02 Oct 2018

In our lab meeting this week, Nishant and Hassan will present their work for 30 minutes each. Nishant will go over his accepted EMNLP paper and Hassan will summarize his internship work at Riken.Here are the title and abstract of their presentations:

Nishant: Decipherment of Substitution Cipher Using Neural Language Models

Abstract: The decipherment of homophonic substitution ciphers using language models (LMs) is a well-studied task in Natural Language Processing (NLP). Previous work in this topic score short local spans of possible plaintext decipherments using n-gram LMs. The most widely used technique is the use of a beam search with n-gram LMs proposed by Nuhn et al. (2013). We propose a new approach on decipherment using a beam search algorithm that scores the entire candidate plaintext at each step with a neural LM. We augment beam search with a novel rest cost estimation that exploits the predictive power of a neural LM. This work, to our knowledge, is the first to use a large pretrained neural language model for decipherment. Our neural decipherment approach outperforms the state-of-the-art n-gram based methods on many different ciphers. On challenging ciphers such as the Beale cipher, our system reports significantly lower error rates with much smaller beam sizes.
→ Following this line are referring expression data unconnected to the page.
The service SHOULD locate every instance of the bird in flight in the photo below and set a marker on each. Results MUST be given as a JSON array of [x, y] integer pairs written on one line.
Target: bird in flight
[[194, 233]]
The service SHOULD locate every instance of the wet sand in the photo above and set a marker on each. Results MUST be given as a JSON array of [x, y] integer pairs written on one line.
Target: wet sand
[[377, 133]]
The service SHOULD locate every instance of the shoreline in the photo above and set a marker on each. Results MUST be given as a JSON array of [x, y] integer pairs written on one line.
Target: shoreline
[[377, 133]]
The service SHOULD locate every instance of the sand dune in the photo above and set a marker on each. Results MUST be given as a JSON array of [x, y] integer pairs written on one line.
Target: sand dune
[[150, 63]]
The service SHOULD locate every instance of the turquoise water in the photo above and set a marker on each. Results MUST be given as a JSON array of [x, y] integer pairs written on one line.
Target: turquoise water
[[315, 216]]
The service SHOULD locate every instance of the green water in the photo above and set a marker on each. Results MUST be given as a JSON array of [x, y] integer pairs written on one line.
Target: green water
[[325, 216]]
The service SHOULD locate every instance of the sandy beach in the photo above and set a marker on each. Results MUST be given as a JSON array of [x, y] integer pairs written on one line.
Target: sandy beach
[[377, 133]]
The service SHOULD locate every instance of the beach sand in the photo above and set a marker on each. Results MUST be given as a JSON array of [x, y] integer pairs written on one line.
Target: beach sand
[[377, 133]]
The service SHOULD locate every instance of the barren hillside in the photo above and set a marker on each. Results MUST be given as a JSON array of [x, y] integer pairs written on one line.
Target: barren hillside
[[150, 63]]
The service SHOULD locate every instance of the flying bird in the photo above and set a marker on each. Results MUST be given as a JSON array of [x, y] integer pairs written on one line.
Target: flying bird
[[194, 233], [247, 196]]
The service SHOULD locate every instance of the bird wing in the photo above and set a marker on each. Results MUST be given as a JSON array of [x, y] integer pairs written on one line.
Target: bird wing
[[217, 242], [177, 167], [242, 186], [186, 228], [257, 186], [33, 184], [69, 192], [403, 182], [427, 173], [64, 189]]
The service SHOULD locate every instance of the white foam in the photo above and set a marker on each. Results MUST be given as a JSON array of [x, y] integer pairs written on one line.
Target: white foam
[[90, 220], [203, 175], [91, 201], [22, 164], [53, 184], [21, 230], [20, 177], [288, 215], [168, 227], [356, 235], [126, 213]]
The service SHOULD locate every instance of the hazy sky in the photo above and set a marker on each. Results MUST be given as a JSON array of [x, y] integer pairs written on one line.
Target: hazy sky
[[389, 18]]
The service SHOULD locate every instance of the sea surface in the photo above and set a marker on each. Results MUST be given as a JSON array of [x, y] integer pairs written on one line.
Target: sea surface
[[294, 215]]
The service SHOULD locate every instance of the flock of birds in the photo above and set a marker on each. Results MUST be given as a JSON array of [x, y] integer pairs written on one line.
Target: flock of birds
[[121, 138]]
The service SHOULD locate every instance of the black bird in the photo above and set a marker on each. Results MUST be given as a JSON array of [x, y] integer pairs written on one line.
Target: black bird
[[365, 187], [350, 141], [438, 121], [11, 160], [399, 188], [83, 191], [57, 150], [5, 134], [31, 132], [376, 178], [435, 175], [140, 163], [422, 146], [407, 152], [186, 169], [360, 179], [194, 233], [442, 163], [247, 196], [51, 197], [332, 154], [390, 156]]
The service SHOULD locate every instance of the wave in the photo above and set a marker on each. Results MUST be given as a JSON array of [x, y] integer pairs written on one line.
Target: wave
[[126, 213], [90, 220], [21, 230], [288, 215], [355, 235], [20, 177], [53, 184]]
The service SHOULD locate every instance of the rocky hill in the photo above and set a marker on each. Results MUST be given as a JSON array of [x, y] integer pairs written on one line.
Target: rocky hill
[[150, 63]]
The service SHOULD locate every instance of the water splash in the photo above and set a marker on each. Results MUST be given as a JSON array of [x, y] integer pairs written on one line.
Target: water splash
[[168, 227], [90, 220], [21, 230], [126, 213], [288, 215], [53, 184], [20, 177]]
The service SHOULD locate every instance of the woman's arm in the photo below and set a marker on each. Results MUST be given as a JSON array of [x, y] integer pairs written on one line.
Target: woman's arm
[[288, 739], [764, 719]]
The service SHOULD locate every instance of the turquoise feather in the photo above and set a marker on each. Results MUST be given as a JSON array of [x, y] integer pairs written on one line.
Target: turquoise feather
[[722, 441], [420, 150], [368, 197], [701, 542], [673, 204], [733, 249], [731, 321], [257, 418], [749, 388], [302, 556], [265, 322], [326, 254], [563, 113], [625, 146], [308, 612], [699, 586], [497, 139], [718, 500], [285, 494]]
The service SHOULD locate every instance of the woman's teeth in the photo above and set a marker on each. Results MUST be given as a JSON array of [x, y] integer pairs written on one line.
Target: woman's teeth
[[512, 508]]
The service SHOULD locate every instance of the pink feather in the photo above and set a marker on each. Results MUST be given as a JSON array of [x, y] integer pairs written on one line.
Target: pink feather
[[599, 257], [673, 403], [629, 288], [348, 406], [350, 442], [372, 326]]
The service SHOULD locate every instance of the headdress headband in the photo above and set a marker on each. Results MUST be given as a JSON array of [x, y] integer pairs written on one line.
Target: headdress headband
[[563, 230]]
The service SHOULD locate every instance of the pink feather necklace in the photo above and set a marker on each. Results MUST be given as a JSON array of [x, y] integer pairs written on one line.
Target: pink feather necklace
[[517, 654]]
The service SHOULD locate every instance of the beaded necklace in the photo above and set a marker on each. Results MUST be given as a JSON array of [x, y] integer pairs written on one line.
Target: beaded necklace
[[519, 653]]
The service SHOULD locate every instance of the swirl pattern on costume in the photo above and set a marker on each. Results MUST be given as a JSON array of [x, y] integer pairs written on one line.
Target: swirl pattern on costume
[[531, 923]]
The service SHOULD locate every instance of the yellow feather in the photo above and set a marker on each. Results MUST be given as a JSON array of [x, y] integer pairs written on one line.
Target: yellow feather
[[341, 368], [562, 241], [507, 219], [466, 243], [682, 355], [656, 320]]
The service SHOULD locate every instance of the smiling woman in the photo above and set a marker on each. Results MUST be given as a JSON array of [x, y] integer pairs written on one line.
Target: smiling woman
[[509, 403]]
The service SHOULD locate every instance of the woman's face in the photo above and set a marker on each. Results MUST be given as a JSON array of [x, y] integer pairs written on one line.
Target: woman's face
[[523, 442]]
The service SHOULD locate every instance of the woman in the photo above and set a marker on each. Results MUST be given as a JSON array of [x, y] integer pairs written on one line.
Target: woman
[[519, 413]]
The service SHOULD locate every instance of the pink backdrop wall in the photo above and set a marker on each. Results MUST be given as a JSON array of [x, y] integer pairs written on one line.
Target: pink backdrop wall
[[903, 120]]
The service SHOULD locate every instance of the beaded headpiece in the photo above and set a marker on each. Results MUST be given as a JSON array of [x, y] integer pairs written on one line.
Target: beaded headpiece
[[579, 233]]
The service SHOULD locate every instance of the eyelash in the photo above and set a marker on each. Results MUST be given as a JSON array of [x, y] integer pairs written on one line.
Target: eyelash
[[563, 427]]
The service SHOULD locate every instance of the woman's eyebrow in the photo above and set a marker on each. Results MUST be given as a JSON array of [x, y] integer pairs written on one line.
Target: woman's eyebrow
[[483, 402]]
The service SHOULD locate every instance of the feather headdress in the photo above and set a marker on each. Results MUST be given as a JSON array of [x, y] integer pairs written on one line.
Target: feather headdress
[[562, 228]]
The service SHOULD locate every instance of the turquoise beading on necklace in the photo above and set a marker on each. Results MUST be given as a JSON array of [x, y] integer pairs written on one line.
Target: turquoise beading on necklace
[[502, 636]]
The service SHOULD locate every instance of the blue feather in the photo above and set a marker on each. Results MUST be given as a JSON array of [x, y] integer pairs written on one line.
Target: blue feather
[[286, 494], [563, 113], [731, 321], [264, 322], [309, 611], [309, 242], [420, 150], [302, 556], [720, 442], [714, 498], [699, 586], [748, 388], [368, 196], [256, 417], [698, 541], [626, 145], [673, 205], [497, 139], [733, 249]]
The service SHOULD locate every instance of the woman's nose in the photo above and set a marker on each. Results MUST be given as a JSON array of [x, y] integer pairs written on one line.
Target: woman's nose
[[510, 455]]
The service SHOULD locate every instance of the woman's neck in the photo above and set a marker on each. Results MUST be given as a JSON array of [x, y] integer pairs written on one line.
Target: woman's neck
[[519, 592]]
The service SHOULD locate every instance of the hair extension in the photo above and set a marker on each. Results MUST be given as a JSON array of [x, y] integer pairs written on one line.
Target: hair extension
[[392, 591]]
Hassan: SHINRA; a Dataset for Multi-Labled Multilingual Classification of Wikipedia Articles

Abstract: In order to construct a language understanding system, such as Question-Answering, which can also explain its decision in language, we need the world knowledge which can be processed by machines. Wikipedia is a great resource of such knowledge, but it is hardly understandable for machines to process. In order to create machine processable knowledge base, we are trying to structure Wikipedia. Our first step towards this goal would be to classify the wikipedia entities into predefined categories. This project summarizes our attempt to prepare the data for the wikipedia entity classification task.

Tuesday, October 2nd, 11:30 a.m. TASC1 9408.